Sandra Nkaké : Troubadour touche-à-tout

Artiste défiant joyeusement les étiquettes, Sandra Nkaké conçoit la musique comme un espace d’échange et de partage.

Lorraine Soliman  • 26 juillet 2012 abonné·es

Généralement, quand on évoque un(e) artiste qui évolue « loin des sentiers battus », c’est que l’autoroute est limitrophe. Avec Sandra Nkaké, l’expression creusée par l’usage reprend tout son sens. Chanteuse en tous genres, grande improvisatrice improvisée, compositrice éclairée, conteuse fascinante, comédienne juste et sincère, graphiste à ses heures, elle défie les étiquettes et les « créneaux » le plus naturellement du monde.

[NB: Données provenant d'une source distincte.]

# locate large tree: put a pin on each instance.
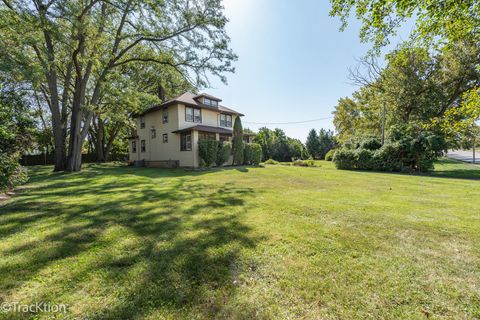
(16, 130)
(313, 144)
(415, 86)
(68, 49)
(440, 22)
(439, 25)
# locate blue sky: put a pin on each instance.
(293, 62)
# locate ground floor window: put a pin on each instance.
(206, 136)
(186, 141)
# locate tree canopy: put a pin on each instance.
(70, 51)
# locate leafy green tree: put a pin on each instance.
(436, 21)
(16, 131)
(416, 86)
(237, 142)
(313, 143)
(265, 138)
(326, 141)
(73, 47)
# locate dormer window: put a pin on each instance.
(210, 102)
(193, 114)
(225, 120)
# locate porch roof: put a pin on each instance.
(205, 129)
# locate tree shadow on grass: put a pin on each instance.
(167, 247)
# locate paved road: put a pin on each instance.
(463, 155)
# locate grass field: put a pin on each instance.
(278, 242)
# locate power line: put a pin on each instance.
(291, 122)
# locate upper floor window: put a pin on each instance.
(210, 102)
(224, 137)
(225, 120)
(165, 116)
(206, 136)
(193, 114)
(186, 142)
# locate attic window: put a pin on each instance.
(210, 102)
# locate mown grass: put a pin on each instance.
(279, 242)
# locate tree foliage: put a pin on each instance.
(436, 21)
(16, 132)
(71, 50)
(415, 86)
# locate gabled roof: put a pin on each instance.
(206, 95)
(189, 99)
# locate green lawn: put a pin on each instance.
(282, 242)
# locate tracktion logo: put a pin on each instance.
(38, 307)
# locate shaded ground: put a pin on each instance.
(277, 242)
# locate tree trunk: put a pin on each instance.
(100, 141)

« Mon public ? Il est très varié. Il y a des hip-hoppeurs, des fans de jazz, des fans de funk, de rock, de reggae, des grands bourgeois, des énarques, des ouvriers, des artisans… Tout le monde se croise, se mélange et finit par discuter, c’est assez magique. » Hors-piste, mais surtout pas loin des gens. Chaque concert de Sandra Nkaké se termine de l’autre côté du miroir, en discussion « frontale » avec la salle, « parce que finalement, quand j’amène mes enfants à l’école, quand je vais faire mes courses, quand j’écris des chansons et quand je vais voter, je suis la même personne. Il n’y a pas de différence, si ce n’est que sur scène je revêts l’habit du troubadour et essaie de m’effacer pour que les histoires des personnages puissent toucher les gens au plus près ».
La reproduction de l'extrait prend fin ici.